Re: [PATCH v4 01/22] mm/zsmalloc: add zpdesc memory descriptor for zswap.zpool

[Date Prev][Date Next][Thread Prev][Thread Next][Date Index][Thread Index]

 




On 8/3/24 2:52 AM, Vishal Moola wrote:
> On Mon, Jul 29, 2024 at 07:25:13PM +0800, alexs@xxxxxxxxxx wrote:
>> From: Alex Shi <alexs@xxxxxxxxxx>
> 
> I've been busy with other things, so I haven't been able to review this
> until now. Thanks to both you and Hyeonggon for working on this memdesc :)

Hi Vishal,

Thank a lot for your comments!

My pleasure! :)

> 
>> The 1st patch introduces new memory decriptor zpdesc and rename
>> zspage.first_page to zspage.first_zpdesc, no functional change.
>>
>> We removed PG_owner_priv_1 since it was moved to zspage after
>> commit a41ec880aa7b ("zsmalloc: move huge compressed obj from
>> page to zspage").
>>
>> And keep the memcg_data member, since as Yosry pointed out:
>> "When the pages are freed, put_page() -> folio_put() -> __folio_put() will call
>> mem_cgroup_uncharge().
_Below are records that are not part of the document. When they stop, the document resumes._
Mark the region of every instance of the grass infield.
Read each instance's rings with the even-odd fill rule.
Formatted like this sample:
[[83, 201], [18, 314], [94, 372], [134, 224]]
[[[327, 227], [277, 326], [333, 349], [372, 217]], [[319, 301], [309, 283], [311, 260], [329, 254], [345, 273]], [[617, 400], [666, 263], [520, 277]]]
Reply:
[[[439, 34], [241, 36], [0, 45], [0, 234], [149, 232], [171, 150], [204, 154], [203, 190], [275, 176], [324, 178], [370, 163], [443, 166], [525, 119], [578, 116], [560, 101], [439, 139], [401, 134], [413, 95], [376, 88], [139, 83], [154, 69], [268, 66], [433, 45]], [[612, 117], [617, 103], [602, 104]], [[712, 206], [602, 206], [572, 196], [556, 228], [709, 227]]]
The latter will call folio_memcg() (which reads
>> folio->memcg_data) to figure out if uncharging needs to be done.
>>
>> There are also other similar code paths that will check
>> folio->memcg_data. It is currently expected to be present for all
>> folios. So until we have custom code paths per-folio type for
>> allocation/freeing/etc, we need to keep folio->memcg_data present and
>> properly initialized."
>>
>> Originally-by: Hyeonggon Yoo <42.hyeyoo@xxxxxxxxx>
>> Signed-off-by: Alex Shi <alexs@xxxxxxxxxx>
>> ---
>>  mm/zpdesc.h   | 66 +++++++++++++++++++++++++++++++++++++++++++++++++++
>>  mm/zsmalloc.c | 21 ++++++++--------
>>  2 files changed, 76 insertions(+), 11 deletions(-)
>>  create mode 100644 mm/zpdesc.h
>>
>> diff --git a/mm/zpdesc.h b/mm/zpdesc.h
>> new file mode 100644
>> index 000000000000..2dbef231f616
>> --- /dev/null
>> +++ b/mm/zpdesc.h
>> @@ -0,0 +1,66 @@
>> +/* SPDX-License-Identifier: GPL-2.0 */
>> +/* zpdesc.h: zswap.zpool memory descriptor
>> + *
>> + * Written by Alex Shi <alexs@xxxxxxxxxx>
>> + *	      Hyeonggon Yoo <42.hyeyoo@xxxxxxxxx>
>> + */
>> +#ifndef __MM_ZPDESC_H__
>> +#define __MM_ZPDESC_H__
>> +
>> +/*
>> + * struct zpdesc -	Memory descriptor for zpool memory, now is for zsmalloc
>> + * @flags:		Page flags, PG_private: identifies the first component page
>> + * @lru:		Indirectly used by page migration
>> + * @mops:		Used by page migration
>> + * @next:		Next zpdesc in a zspage in zsmalloc zpool
>> + * @handle:		For huge zspage in zsmalloc zpool
>> + * @zspage:		Pointer to zspage in zsmalloc
>> + * @memcg_data:		Memory Control Group data.
>> + *
> 
> I think its a good idea to include comments for the padding (namely what
> aliases with it in struct page) here as well. It doesn't hurt, and will
> make them easier to remove in the future.
> 
>> + * This struct overlays struct page for now. Do not modify without a good
>> + * understanding of the issues.
>> + */
>> +struct zpdesc {
>> +	unsigned long flags;
>> +	struct list_head lru;
>> +	struct movable_operations *mops;
>> +	union {
>> +		/* Next zpdescs in a zspage in zsmalloc zpool */
>> +		struct zpdesc *next;
>> +		/* For huge zspage in zsmalloc zpool */
>> +		unsigned long handle;
>> +	};
>> +	struct zspage *zspage;
> 
> I like using pointers here, although I think the comments should be more
> precise about what the purpose of the pointer is. Maybe something like
> "Points to the zspage this zpdesc is a part of" or something.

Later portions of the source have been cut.